Conservative Anglican's Visit Upsets Episcopal Leaders
An orthodox Anglican group in the United States will this week officially install its missionary bishop who will provide oversight to breakaway Anglicans. But Episcopal Church leaders feel more threatened by a visit from an Anglican leader from overseas who will be attending the ceremony.
|PIC1|Archbishop Peter Akinola of the Church of Nigeria - the largest province in the worldwide Anglican Communion - plans to install the Rt. Rev. Martyn Minns as missionary bishop of the Convocation of Anglicans in North America (CANA) - a splinter group and offshoot of the Church of Nigeria.
The visit, Episcopal Church leaders say, threatens to further strain the "fragile" relations between their church body and the rest of the worldwide Anglican Communion, according to International Herald Tribune.
The Rev. Mark Harris, a member of the Executive Council of the Episcopal Church, said Akinola "is making clear that he considers the church in Nigeria is not in communion with the Episcopal Church."
Akinola was one of seven Global South Primates (Anglican leaders) who declared a "severely impaired" relationship with the Episcopal Church and did not participate in the Holy Eucharist with Episcopal Presiding Bishop Katharine Jefferts Schori during the global Primates meeting in February.
The Episcopal Church had widened rifts within the Anglican Communion when it consecrated an openly gay bishop in 2003, which the majority of Anglican leaders called a departure from Anglican tradition and a violation of Scripture.

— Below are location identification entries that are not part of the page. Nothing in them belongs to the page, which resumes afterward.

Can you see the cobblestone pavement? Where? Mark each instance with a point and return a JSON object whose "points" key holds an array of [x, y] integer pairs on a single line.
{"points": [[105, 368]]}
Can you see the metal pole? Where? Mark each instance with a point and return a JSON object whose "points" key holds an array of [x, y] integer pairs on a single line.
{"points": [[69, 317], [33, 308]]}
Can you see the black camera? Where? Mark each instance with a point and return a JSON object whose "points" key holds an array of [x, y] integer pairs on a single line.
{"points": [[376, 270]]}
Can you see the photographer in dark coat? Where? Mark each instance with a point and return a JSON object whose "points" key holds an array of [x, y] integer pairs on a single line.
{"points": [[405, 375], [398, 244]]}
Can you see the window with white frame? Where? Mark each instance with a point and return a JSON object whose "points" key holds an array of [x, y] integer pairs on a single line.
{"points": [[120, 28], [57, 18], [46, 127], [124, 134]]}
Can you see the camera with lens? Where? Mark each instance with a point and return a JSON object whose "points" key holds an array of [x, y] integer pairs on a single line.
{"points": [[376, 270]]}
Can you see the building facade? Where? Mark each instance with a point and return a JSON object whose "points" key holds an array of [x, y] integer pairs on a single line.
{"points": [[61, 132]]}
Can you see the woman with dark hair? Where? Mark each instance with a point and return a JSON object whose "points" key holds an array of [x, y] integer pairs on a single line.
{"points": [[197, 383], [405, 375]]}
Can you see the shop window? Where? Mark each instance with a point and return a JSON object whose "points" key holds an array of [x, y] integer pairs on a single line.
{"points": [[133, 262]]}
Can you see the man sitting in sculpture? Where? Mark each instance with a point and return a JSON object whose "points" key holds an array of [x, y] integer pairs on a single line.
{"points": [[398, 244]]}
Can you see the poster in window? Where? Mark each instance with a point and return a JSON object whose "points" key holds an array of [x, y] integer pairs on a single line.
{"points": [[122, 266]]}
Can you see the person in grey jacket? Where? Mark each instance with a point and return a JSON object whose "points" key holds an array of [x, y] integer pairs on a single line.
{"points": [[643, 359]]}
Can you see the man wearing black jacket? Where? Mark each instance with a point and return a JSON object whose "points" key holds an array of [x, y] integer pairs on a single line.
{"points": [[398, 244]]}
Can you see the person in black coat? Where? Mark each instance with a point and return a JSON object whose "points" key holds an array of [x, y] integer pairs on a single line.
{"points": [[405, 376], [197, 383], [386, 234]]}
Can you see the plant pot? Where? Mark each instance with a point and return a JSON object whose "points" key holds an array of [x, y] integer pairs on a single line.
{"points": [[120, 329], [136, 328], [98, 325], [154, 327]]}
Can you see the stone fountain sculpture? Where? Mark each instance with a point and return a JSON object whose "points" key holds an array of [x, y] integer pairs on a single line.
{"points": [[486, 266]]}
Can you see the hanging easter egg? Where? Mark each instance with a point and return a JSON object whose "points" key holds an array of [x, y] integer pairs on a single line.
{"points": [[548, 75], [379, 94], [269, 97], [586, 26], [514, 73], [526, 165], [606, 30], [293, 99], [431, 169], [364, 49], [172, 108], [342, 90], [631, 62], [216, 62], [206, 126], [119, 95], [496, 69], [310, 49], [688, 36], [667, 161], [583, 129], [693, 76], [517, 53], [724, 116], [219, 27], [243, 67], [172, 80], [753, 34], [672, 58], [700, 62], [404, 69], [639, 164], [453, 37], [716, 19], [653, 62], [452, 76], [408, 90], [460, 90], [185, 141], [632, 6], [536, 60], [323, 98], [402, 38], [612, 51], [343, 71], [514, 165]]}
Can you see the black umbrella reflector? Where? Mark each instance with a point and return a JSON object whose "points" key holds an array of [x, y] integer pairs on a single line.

Responding to Akinola's planned visit, Jefferts Schori said Akinola's acceptance of "an invitation to Episcopal ministry here without any notice or prior invitation" was not keeping with "the ancient practice in most of the church" that bishops minister only within their own jurisdictions, according to International Herald Tribune.
"This action would only serve to heighten current tensions and would be regrettable if it does indeed occur," she said in her statement.
During the February Primates meeting, the Episcopal Church had called for an end to interventions from bishops such as Akinola, who started a conservative parish network in the United States for congregations that disagree with the US wing of the Anglican Communion. Those who intervened, however, said it would be inappropriate to pull out until "there is change in the Episcopal Church," according to the February communiqué.
Primates recommended that the Episcopal Church consent to appoint a "Primatial Vicar" and special committee that would oversee US dioceses that reject the authority of Jefferts Schori. In return, the Anglicans said they would stop Anglican bishops from coming on their own into the United States to take oversight of dissenting Episcopalians.
In March, however, the Episcopal House of Bishops rejected the demand for leaders outside the US denomination to oversee the conservative American dioceses that disagree.
Akinola is now scheduled to preside over Saturday's ceremony in Woodbridge, Va., to install Minns, former rector of Truro Church in Fairfax, Va., which was one of the largest churches in the state to leave the Episcopal Church last December.
"The reality is that there is a broken relationship between the Episcopal Church and the rest of the communion," Minns said, according to IHT. "We want to give people a freedom of choice to remain Anglican but not under the Episcopal Church as it is currently led."
CANA, founded in spring of 2005, currently consists of about 35 congregations and is growing.